That means a lot @Alphamale , my brother from across the world. Hopefully I’m a force for good in the world. I’d like to say I’m just a cog-in-the-machine or pawn, but I was given the privilege of autonomy over choosing my assignments, and have tested the limitations of that. Much love to you .
It was my calling to be a soldier and that was when I was 7-21. I feel like I’ve served my purpose with that calling and ready to move on to the next thing in my lifetime and evolution. On the journey I have met my best friend, lovers, great people, etc. It’s changed my life forever and the impact will continue for the rest of my life.
I’ve been the personal recipient of worldwide love from unexpected people and families and also hatred by those who oppose what I do. It hurt my feelings at first, but then I understood that criticism comes with the territory and that’s just a part of fulfilling my purpose.

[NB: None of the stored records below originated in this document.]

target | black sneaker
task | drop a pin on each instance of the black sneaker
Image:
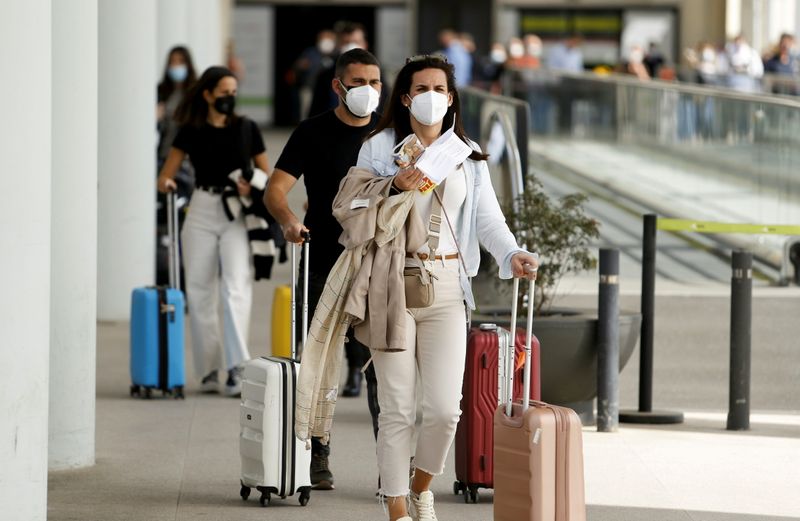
(321, 476)
(210, 383)
(233, 386)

The criticism really got to me because it hits different coming from old friends. This was my divine calling and being known as “just a pawn” was really a slap in the face. I am no government’s pawn, the fire of God compelled me to do something so I did what was set out for me and have been blessed for it.

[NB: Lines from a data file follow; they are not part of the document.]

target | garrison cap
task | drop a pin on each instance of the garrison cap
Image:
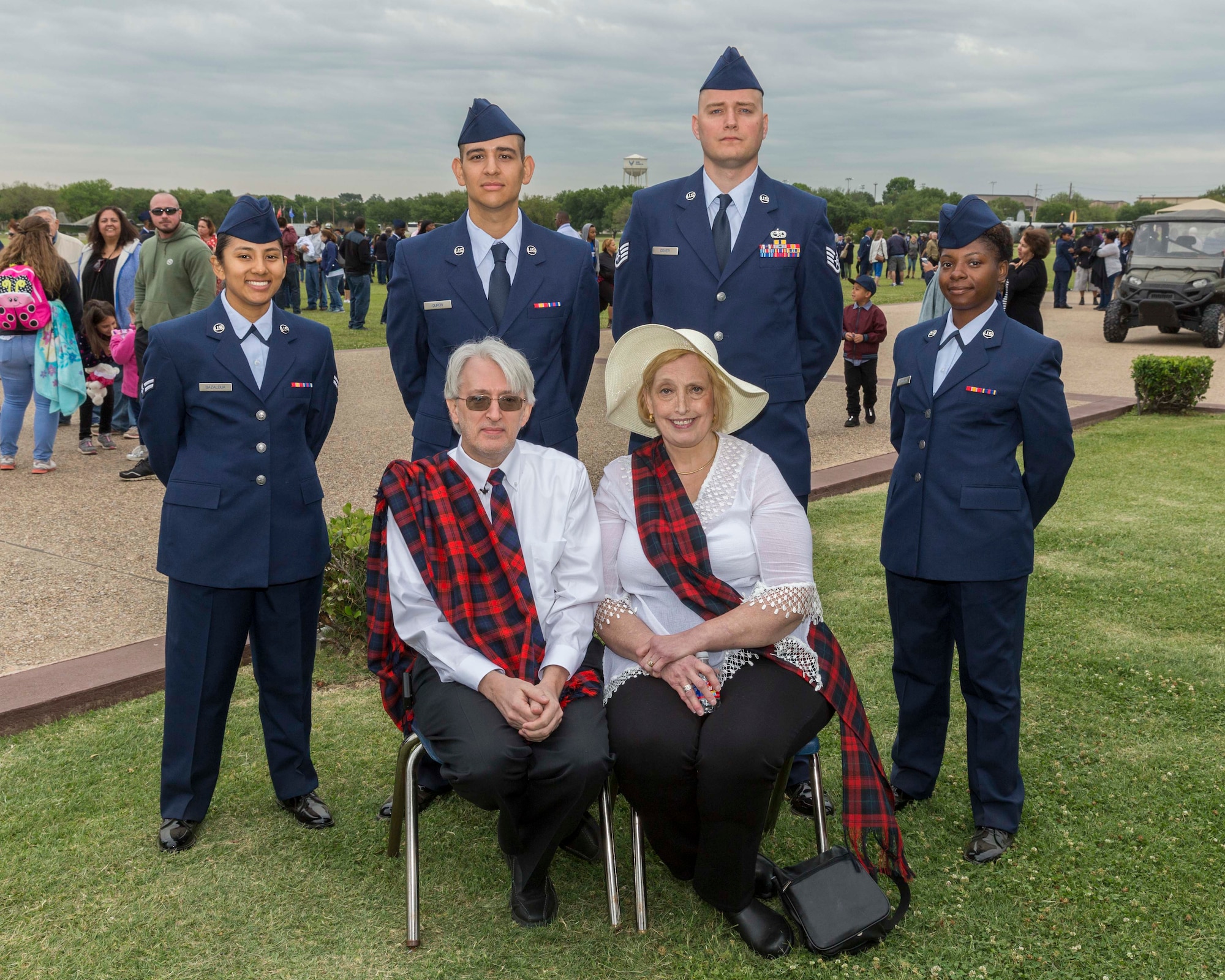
(965, 222)
(252, 220)
(487, 122)
(732, 73)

Now my contract is ending and I am deciding that I want this to be my final mission. It really sucks because I crave the full freedom and control of my life, but I am going to lose a big part of me. For years I’ve been a part of something great and bigger than myself, and people have recognized me as great. My reputation reached memetic proportion in my community. Being called a veteran is not enough for me. I feel like I’m losing something. But at the same time, if I stay, I will eventually be unreasonably disadvantaged and suffer. It is by the grace and mercy of God I prevail through all the challenges that have come my way. The warfighter isn’t truly cared for by any of our governments and even some of our fellow citizens. It’s just the nature of being a man that the bloody game of war has to be done. Someone has to do it. Somewhere along the way of silencing our emotions and feelings and thinking we are impenetrable vessels of steel, mankind must know God is there to provide for our emotional nature too, because we cannot hide it from him, something which he created. Purpose is tough is what I’m saying. I am a bit sad because of the dilemma, but also overjoyed by the blessings.